Two very relevant ideas in previous work:
Margaret Boden distinguishes historical creativity (it's new too everyone) from personal creativity (it's new to the person creating it but others have previously done the same). Both could be equally brilliant, equally good signs of the person's ability. The difference is contingent.
Douglas Hofstadter talks a lot about "jumping out of the system". JOOTS is more than just recombination of existing elements. It's a kind of refusal to play the existing game at all. If you ask an AI to create a piece of poetry it will create a piece of poetry. If you ask human poet to create a piece of poetry, they might say, actually this situation calls for a piece of music instead, and give you that.
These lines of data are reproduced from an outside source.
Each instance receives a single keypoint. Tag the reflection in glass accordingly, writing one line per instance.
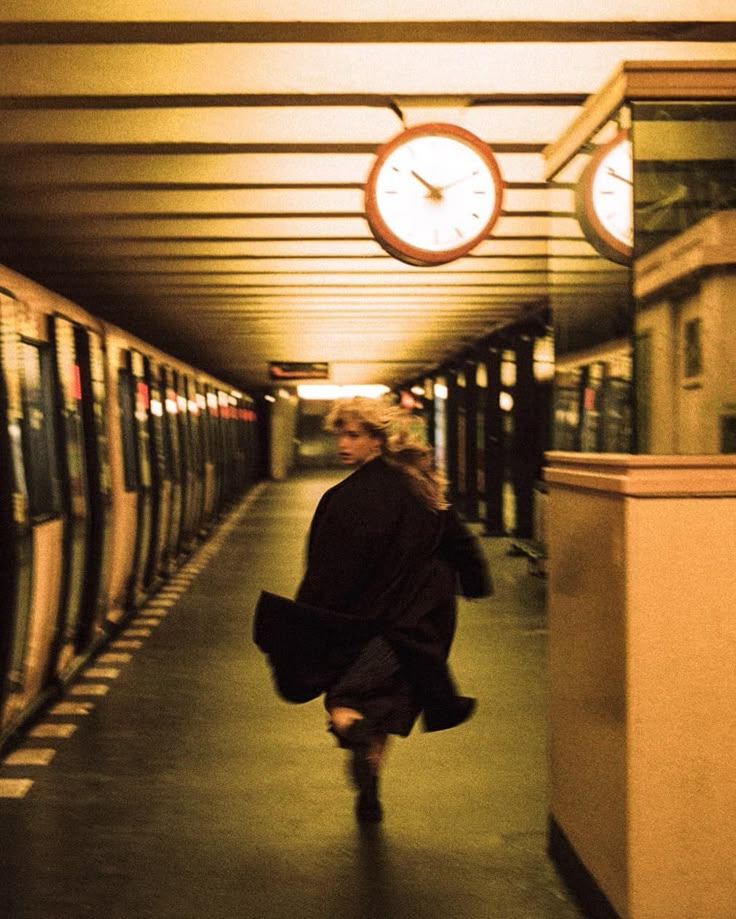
(684, 283)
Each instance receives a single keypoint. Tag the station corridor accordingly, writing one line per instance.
(172, 783)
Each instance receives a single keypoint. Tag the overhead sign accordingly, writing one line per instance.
(293, 370)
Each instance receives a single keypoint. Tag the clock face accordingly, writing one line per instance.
(433, 194)
(605, 200)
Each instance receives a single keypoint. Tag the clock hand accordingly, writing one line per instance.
(435, 193)
(614, 175)
(458, 181)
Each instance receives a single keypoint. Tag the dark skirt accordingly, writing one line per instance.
(375, 686)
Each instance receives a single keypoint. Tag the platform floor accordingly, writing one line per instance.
(172, 783)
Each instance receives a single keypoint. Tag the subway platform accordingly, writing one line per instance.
(172, 783)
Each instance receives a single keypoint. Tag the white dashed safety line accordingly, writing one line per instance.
(83, 695)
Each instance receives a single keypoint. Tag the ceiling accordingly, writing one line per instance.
(194, 171)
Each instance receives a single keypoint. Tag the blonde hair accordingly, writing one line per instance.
(401, 444)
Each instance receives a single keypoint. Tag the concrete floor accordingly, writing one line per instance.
(191, 791)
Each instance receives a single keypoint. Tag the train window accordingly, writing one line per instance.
(127, 428)
(38, 433)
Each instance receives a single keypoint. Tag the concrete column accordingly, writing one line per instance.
(642, 681)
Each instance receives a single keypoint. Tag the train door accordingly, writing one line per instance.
(187, 534)
(16, 541)
(173, 448)
(160, 480)
(216, 448)
(93, 383)
(209, 472)
(134, 402)
(85, 478)
(197, 456)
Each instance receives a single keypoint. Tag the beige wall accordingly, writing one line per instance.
(642, 677)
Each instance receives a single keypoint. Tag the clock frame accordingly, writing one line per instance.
(433, 193)
(604, 200)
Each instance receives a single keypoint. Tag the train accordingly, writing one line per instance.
(116, 462)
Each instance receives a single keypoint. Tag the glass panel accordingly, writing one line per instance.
(685, 224)
(44, 493)
(592, 391)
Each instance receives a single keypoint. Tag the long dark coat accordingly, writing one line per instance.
(380, 565)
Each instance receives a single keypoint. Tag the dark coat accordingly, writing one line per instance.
(379, 562)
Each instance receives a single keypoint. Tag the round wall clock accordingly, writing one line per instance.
(604, 200)
(433, 194)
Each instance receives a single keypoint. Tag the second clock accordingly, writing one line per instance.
(433, 194)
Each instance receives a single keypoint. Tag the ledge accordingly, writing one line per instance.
(644, 476)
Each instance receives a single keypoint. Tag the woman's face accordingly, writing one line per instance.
(355, 445)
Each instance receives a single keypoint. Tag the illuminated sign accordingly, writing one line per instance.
(291, 370)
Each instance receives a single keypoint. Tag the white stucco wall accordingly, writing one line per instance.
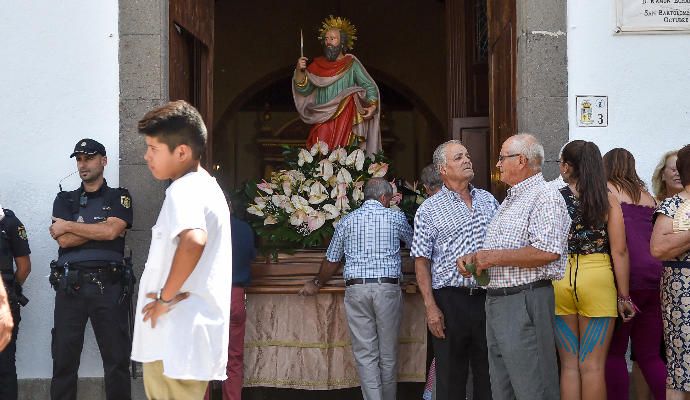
(58, 83)
(645, 76)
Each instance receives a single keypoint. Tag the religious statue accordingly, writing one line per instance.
(335, 94)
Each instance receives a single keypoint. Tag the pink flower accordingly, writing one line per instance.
(378, 170)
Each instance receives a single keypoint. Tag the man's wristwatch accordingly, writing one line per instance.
(159, 298)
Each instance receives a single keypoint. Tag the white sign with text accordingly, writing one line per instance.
(653, 16)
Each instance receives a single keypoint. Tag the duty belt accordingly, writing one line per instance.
(70, 277)
(517, 289)
(360, 281)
Creativity can sometimes be monetized, so how about this challenge to decide whether the LLM is exhibiting true creativity?
- The LLM has to submit a patent application for a technical innovation, and the patent has to be approved by the US Patent and Trademark Office (or similar organization).
- The patent rights are sold for $50,000 or more.
(I know nothing about patent law or how patent rights are traded. Maybe someone else could figure out the details of how to operationalize the challenge. Of course, once LLMs start generating valuable patents without need for human input, we can expect patent law to start evolving quite rapidly, with unpredictable outcomes.)